Tagion.org is a primary online resource for the Tagion community. It is improved and changed over time through the contributions of community members who submit content, give feedback, or volunteer their time to managing its evolution.
If you’re interested in helping to improve tagion.org, start here. This contribution guide will help you get started.
Tagion.org is a hub for:
- Explanatory articles;
- Collections of related resources;
- Developer manuals & API references.
Since we all are interested in growth of our community, the landing page of tagion.org is made in promotional style, pointing out the main features of Tagion. It serves as an entry point, highlighting the main values of Tagion, with the goal to convert visitors to the new members of community.

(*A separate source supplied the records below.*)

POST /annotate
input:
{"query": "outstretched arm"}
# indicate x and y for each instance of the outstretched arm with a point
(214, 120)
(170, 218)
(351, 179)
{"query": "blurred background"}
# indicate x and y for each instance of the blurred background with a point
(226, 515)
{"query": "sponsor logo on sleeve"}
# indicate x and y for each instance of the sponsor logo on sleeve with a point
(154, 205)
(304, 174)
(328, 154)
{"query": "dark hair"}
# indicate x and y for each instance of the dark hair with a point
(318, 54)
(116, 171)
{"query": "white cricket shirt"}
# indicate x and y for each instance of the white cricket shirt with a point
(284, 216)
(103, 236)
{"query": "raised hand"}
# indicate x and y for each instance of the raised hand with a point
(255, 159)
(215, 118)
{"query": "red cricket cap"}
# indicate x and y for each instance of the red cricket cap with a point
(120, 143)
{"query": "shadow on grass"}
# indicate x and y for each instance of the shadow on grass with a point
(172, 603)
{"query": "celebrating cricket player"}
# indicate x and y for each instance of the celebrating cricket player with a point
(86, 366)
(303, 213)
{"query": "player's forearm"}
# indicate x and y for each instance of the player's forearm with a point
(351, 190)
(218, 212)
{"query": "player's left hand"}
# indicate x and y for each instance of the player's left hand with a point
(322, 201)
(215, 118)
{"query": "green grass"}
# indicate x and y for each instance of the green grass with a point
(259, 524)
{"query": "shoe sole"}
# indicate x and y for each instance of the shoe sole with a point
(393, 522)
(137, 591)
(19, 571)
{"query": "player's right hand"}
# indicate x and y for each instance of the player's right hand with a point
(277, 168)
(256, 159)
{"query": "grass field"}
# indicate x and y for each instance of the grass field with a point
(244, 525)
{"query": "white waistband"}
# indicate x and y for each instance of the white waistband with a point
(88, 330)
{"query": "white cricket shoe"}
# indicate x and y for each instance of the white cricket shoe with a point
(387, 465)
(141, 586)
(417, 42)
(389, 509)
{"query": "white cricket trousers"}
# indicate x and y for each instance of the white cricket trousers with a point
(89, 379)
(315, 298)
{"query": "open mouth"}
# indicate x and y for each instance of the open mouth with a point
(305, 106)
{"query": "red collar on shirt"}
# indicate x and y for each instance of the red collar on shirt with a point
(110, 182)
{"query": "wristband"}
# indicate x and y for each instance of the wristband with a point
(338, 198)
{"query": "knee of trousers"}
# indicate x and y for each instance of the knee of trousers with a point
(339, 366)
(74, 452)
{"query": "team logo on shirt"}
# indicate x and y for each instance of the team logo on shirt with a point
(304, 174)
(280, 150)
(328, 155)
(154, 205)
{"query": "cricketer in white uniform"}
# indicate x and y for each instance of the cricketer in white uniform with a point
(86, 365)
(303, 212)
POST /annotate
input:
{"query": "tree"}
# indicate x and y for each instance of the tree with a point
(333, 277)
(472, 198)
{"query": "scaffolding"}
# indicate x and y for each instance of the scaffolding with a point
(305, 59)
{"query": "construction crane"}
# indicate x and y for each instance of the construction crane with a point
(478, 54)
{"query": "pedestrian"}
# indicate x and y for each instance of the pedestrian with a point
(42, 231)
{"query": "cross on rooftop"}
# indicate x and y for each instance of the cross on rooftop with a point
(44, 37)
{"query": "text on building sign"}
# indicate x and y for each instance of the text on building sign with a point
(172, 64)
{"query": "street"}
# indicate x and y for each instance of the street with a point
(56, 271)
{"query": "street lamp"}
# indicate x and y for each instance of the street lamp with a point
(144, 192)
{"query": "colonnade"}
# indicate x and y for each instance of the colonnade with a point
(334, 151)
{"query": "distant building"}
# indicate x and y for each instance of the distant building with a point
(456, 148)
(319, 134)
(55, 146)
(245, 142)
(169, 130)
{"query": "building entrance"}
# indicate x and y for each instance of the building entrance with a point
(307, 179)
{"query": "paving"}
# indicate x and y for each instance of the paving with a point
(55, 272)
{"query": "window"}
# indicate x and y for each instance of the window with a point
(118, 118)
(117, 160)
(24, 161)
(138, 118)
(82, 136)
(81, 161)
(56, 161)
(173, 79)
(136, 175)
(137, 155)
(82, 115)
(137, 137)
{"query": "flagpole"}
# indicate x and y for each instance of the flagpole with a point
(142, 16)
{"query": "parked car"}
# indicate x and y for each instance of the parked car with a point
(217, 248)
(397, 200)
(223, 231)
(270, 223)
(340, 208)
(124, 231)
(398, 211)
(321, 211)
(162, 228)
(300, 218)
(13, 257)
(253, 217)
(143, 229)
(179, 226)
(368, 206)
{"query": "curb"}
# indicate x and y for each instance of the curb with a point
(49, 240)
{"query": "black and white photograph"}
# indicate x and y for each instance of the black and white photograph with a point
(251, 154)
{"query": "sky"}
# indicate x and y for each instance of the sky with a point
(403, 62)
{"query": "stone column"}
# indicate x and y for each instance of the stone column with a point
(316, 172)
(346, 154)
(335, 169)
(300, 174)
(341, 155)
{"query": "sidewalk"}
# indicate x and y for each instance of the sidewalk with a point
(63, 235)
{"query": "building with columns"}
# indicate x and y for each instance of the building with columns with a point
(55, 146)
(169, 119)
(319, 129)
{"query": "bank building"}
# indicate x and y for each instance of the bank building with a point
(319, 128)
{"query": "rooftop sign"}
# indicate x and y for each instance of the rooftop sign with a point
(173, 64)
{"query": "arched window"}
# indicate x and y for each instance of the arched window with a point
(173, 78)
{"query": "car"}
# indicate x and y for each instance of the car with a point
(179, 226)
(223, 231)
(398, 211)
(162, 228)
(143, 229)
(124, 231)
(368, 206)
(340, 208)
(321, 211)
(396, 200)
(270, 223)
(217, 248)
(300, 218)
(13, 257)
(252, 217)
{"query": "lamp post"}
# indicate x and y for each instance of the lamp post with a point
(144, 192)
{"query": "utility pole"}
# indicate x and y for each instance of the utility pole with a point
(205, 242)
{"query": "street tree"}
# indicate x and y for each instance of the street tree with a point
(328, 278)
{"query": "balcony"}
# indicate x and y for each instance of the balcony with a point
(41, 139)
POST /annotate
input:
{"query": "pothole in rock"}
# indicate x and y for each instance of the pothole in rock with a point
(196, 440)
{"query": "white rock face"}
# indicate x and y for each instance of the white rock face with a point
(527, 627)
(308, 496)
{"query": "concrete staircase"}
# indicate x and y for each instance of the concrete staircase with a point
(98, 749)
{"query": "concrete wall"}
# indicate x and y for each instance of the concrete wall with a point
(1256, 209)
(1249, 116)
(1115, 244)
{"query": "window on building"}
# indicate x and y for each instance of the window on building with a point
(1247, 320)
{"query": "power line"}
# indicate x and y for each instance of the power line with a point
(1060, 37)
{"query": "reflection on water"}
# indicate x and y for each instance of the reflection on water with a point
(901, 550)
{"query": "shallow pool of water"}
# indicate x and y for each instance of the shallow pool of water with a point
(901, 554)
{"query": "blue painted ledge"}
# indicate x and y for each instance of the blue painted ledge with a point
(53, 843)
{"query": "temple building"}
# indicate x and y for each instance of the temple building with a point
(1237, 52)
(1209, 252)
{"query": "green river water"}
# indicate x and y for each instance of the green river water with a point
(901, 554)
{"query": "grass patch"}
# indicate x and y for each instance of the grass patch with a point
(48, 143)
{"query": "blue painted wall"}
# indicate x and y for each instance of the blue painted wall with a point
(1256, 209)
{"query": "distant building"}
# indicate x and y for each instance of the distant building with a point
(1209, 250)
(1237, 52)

There are many ways you can get involved in improving the website:
- Check out the issues page and see if you can help with some of them;
- Identify out-of-date information on tagion.org and submit a pull-request;
- Suggest improvements for promotional page by opening an issue;
- Suggest improvements on existing content by opening an issue;
- Suggest ideas for new wiki articles, new collections by opening an issue;
- Suggest any other improvements by opening an issue;
Decisions about individual PRs, design evolution, and major upgrades to the website are made by a team of people from across the Tagion ecosystem. This team includes project managers, developers, designers, marketing and communications, and subject matter experts. Community input informs every decision: raising questions in issues, submitting PRs, or contacting the team at support@tagion.org is helpful!
This website team currently includes:
- Tobias Ambs-Thomsen (Tagion Team)
- Vlad Pazych (Tagion Team)
# Install dependencies:
npm install
# Run in dev mode:
npm run dev
You can suggest changes by submitting a pull request. If the PR integrates well, it will be approved and the website automatically rebuilt thanks to Travis CI.
You should always make a pull request to the stage
branch.
Branch gh-pages
contains built version of the website, while release
and stage
branches contain the source code.
The stage.tagion.org is hosted in another repo, built from stage
branch.
Site content (except promo pages) is in /docs
folder. Everything else in /docs/.vuepress
.
We don't use master
branch since it is indexable by search engines, which makes duplicate content, which is bad for SEO.